Some modifiers are persistent — they stay on the layer and re-apply whenever the project is opened. Others are one-shot operations that run once and store their result. The modifier panel presents both types in the same interface.
Open the modifier panel with the M key, or by right-clicking a layer, category, or feature in the Layers panel and selecting Open modifiers.
Modifier scoping
Modifiers can be scoped to three levels.
- Layer — the modifier applies to all features in the layer.
- Category — the modifier applies only to features in a specific category within the layer.
- Feature — the modifier applies to a single selected feature.
Vector modifiers
The following modifiers work on vector layers and their features:
- Offset — shrinks or expands polygon geometry by a distance in metres. Positive values contract; negative values expand.
- Buffer — generates a filled polygon overlay around a polyline feature at a configurable radius. Useful for road or river shoulders.
- Smooth — rounds sharp corners using Chaikin curve subdivision. The smoothing window (in metres) controls how aggressively short edges are cut, and the number of passes controls how many rounding iterations are applied.
- Refine — cleans up polyline linework by rounding corners and, when enabled, snapping nearby endpoints into cleaner junctions. Useful for roads, streams, and other imported network geometry.
- Rectangulate — snaps corner angles to 90° to produce clean rectangular shapes, useful for buildings and field corners.
- Cut Bounds — clips vector geometry to a selected boundary role (playable area, playable bounds, or background zone), with an optional inset in metres.
- Classify — transfers categories from another vector layer to this one by polygon intersection, letting you inherit field or zone types from an external source.

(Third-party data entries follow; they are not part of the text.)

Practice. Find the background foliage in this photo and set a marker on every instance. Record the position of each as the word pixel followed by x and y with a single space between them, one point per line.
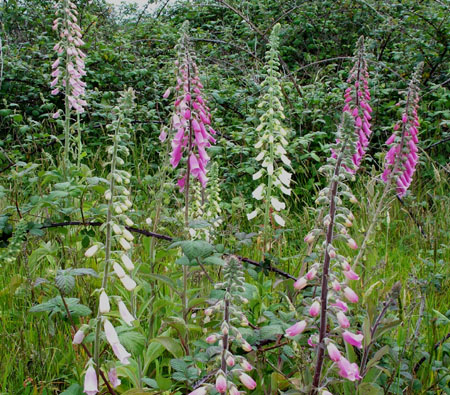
pixel 130 47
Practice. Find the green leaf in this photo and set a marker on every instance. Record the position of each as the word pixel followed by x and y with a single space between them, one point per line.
pixel 150 382
pixel 214 260
pixel 179 365
pixel 170 345
pixel 378 355
pixel 74 389
pixel 65 283
pixel 133 341
pixel 84 272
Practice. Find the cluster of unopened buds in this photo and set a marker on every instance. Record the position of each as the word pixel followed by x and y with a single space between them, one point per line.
pixel 191 119
pixel 357 98
pixel 230 365
pixel 402 157
pixel 118 242
pixel 273 141
pixel 336 270
pixel 69 67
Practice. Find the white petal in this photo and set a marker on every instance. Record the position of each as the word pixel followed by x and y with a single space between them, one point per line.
pixel 257 193
pixel 285 177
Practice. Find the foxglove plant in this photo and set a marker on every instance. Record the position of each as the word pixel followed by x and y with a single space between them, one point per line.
pixel 206 206
pixel 69 67
pixel 272 142
pixel 191 119
pixel 118 241
pixel 402 157
pixel 357 98
pixel 232 367
pixel 330 309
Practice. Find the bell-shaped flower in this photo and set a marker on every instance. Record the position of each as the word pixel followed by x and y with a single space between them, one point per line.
pixel 125 314
pixel 104 305
pixel 247 381
pixel 350 295
pixel 354 340
pixel 342 319
pixel 113 379
pixel 121 354
pixel 314 309
pixel 296 329
pixel 333 352
pixel 221 383
pixel 90 381
pixel 348 370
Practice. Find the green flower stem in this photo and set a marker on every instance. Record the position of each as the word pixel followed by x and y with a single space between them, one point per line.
pixel 107 244
pixel 325 274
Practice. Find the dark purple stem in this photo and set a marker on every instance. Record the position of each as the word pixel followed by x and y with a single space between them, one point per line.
pixel 326 267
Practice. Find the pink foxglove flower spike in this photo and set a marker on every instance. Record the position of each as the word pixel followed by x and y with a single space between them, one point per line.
pixel 69 68
pixel 192 118
pixel 357 98
pixel 402 157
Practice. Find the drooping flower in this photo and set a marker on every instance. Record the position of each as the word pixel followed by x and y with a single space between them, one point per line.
pixel 199 391
pixel 113 379
pixel 91 251
pixel 69 67
pixel 351 338
pixel 104 305
pixel 342 319
pixel 357 98
pixel 125 314
pixel 78 337
pixel 246 365
pixel 350 295
pixel 314 309
pixel 272 142
pixel 221 383
pixel 247 381
pixel 110 333
pixel 90 381
pixel 296 329
pixel 348 370
pixel 192 118
pixel 121 354
pixel 300 283
pixel 333 352
pixel 402 157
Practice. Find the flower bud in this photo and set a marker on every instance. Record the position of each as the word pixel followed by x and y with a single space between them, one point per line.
pixel 128 282
pixel 221 383
pixel 104 305
pixel 127 262
pixel 127 234
pixel 91 251
pixel 230 361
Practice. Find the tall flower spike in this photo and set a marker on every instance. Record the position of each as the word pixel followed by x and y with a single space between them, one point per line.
pixel 357 98
pixel 118 240
pixel 231 368
pixel 402 157
pixel 69 67
pixel 191 119
pixel 335 269
pixel 272 141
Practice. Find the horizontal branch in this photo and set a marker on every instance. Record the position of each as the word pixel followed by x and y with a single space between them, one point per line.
pixel 147 233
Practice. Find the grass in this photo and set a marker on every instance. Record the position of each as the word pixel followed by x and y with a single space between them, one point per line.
pixel 36 355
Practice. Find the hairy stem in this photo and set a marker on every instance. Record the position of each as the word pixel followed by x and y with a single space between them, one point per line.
pixel 324 286
pixel 107 246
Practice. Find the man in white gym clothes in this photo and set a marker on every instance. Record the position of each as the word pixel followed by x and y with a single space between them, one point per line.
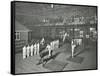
pixel 35 49
pixel 31 49
pixel 24 52
pixel 49 49
pixel 73 47
pixel 28 50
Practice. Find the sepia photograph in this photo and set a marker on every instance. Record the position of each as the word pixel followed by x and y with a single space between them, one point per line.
pixel 51 37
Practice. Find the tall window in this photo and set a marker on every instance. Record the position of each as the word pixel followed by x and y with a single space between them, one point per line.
pixel 17 35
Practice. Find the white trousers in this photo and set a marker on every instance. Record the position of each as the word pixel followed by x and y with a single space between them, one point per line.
pixel 24 54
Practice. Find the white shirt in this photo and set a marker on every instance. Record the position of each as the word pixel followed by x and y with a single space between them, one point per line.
pixel 24 49
pixel 32 47
pixel 28 48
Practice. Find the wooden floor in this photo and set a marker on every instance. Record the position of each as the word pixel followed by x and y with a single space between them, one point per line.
pixel 88 53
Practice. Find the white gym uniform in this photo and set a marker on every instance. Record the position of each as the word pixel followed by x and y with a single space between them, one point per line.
pixel 32 49
pixel 49 49
pixel 28 50
pixel 24 52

- Depth — carves terrain beneath vector polygons by a specified depth in metres. Edge steepness controls how abruptly the terrain drops at the polygon boundary — from a smooth slope to a near-vertical wall.
- Grade — samples the terrain elevation inside each polygon and flattens the terrain to that level, with a configurable edge blend width for smooth transitions.
- Object Distribution — scatters placed objects inside polygons or along lines. Configure spacing, random drift (jitter), edge buffer, and a numeric seed for reproducible results.
- Surface — marks vector polygons as ground surfaces. During export, surfaces instruct the game engine to treat the enclosed area as driveable or walkable terrain.
- Height Offset — raises or lowers features above or below the terrain surface by a fixed amount in metres.
- Numerize — assigns sequential numbers to features within the scoped layer or category. Runs once as a one-shot action.
Raster modifiers
The following modifiers work on raster layers:
- Rasterize — burns the shapes of vector polygons from a specified layer into this raster layer as pixel values. Runs once as a one-shot action. Currently supports editable grayscale rasters.
- Paint Lock Mask — prevents the Paint tool from overwriting areas covered by polygons in the specified vector layers. Useful for protecting boundaries or previously painted zones.
Terrain modifiers
The following modifiers work on terrain layers:
- Blur — applies a Gaussian smoothing pass to the entire terrain height map, softening sharp ridges and sculpt artefacts.
- Plateau — shifts the entire terrain surface up or down by a fixed metre offset, useful for calibrating the base elevation before other modifiers run.